Neurologist Dr. M. Sam Chong of King's College Hospital, London, said the
"use rate is actually higher than we expected, especially since 18 percent
of the patients said they used cannabis in the last month." In an interview
with United Press International, Chong, who presented the findings Sunday
at the 10th World Congress on Pain, said that about half of the patients
"started using marijuana only after MS was diagnosed."

Multiple sclerosis is a neurodegenerative disorder that destroys myelin,
the casing that protects the spinal cord.

He said that 74 percent said that marijuana either eliminated or controlled
leg spasms that make walking difficult or impossible while 54 percent said
they used marijuana mainly for pain relief.
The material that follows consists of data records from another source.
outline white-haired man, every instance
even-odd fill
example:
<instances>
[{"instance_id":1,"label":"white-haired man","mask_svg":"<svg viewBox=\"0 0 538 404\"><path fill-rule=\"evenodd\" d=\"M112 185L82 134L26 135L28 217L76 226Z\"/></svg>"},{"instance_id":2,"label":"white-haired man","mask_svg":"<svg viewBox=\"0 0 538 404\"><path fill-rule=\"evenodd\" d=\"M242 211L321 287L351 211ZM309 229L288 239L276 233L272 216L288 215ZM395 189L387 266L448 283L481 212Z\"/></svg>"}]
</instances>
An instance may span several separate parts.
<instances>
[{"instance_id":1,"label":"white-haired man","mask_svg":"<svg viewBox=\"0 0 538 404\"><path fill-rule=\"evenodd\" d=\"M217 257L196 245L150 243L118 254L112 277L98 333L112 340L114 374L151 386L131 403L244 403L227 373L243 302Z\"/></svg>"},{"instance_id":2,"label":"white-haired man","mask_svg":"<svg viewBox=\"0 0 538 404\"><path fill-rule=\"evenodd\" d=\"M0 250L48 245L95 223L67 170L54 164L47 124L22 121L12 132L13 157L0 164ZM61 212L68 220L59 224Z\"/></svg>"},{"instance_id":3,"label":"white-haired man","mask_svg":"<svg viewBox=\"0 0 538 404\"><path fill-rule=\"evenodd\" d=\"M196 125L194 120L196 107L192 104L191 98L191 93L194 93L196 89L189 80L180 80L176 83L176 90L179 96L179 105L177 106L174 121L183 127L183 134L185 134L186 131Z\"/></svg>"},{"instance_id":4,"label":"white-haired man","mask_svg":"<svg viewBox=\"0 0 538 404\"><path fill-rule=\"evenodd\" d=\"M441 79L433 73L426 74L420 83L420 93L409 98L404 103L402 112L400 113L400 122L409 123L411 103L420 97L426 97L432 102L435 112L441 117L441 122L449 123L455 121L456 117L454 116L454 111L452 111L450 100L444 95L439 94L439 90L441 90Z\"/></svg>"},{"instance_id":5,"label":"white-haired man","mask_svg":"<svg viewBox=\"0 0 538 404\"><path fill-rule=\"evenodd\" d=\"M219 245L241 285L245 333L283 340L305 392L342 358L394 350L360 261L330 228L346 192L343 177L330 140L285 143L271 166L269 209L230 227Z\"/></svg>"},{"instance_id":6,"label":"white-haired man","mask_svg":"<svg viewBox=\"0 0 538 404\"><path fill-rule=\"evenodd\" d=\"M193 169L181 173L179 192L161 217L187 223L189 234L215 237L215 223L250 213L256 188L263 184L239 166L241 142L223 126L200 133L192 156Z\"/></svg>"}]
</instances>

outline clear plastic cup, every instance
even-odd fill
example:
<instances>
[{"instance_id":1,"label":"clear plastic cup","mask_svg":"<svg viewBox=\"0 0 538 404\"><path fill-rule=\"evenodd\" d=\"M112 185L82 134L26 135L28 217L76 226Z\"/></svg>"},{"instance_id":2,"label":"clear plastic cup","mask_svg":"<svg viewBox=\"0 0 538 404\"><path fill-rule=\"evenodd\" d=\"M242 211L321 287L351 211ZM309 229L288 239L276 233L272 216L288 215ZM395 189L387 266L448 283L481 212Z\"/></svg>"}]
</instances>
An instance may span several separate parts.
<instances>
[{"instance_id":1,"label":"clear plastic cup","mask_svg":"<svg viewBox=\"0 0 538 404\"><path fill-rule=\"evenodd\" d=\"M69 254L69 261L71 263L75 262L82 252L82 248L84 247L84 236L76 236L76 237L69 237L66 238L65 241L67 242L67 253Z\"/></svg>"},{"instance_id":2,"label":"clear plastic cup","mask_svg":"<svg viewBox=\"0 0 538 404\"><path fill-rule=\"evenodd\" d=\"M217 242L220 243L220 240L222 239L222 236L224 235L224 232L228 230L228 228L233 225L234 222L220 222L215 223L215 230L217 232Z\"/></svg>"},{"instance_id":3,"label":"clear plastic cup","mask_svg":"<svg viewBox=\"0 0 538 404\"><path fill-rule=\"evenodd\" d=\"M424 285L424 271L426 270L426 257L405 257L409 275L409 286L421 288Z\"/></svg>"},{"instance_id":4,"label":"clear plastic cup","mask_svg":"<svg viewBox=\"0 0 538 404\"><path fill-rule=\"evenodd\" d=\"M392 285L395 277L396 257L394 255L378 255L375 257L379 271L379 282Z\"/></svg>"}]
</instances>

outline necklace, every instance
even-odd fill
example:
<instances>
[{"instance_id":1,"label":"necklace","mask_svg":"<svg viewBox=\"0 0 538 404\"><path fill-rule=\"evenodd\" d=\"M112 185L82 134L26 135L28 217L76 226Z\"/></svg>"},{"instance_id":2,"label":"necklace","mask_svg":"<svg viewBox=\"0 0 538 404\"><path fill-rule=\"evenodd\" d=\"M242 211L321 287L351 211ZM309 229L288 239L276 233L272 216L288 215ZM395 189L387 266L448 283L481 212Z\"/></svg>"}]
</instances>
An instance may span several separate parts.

The medical use of marijuana is controversial and far from proven. Earlier
this year a study published in the journal Science reported that marijuana
did not improve MS symptoms or relieve MS-associated pain.

Nonetheless, Chong said, his survey results indicate that marijuana is
beneficial for some MS patients.

The 15-page surveys were mailed to 300 MS patients who are included in an
MS patient database used by the neurology department and outpatient
clinics. Two hundred fifty-eight surveys were returned. He said that
patients who reported more severe symptoms were more likely to use
marijuana, than patients who had mild or moderate symptoms. "And as symptom
severity increased, use also increased," he said.

"If patients were smokers, then they smoked the marijuana," he said. But
most patients were non-smokers and the preferred delivery was "to bake it
in a cake and keep it in the refrigerator so they could cut off pieces as
they needed it."

Generally, "patients reported using marijuana just before bed" rather than
using it throughout the day.

Dr. Sandra Chaplan, a clinical professor of anesthesiology at the
University of California, San Diego, and a member of the organizing
committee for the pain meeting, noted that recently researchers have
identified marijuana receptors in the brain, a finding that suggested it
may have a role in pain relief. Moreover, she said that only recently have
"we come to recognize that intractable pain is a symptom of MS, so it makes
sense that cannabis should be investigated for MS symptoms."

But Chaplan said that smoking is not a medically acceptable mode of
delivery. "We need to find a delivery system - preferably a pill - that
will deliver the analgesic effects with little or no cognitive effects."
Meanwhile, she said, physicians are unlikely to recommend marijuana to MS
patients.

Chong agreed: "Neurologists are not likely to start prescribing marijuana,
but among MS patients marijuana use is increasing because it is commonly
recommended by members of patient support groups."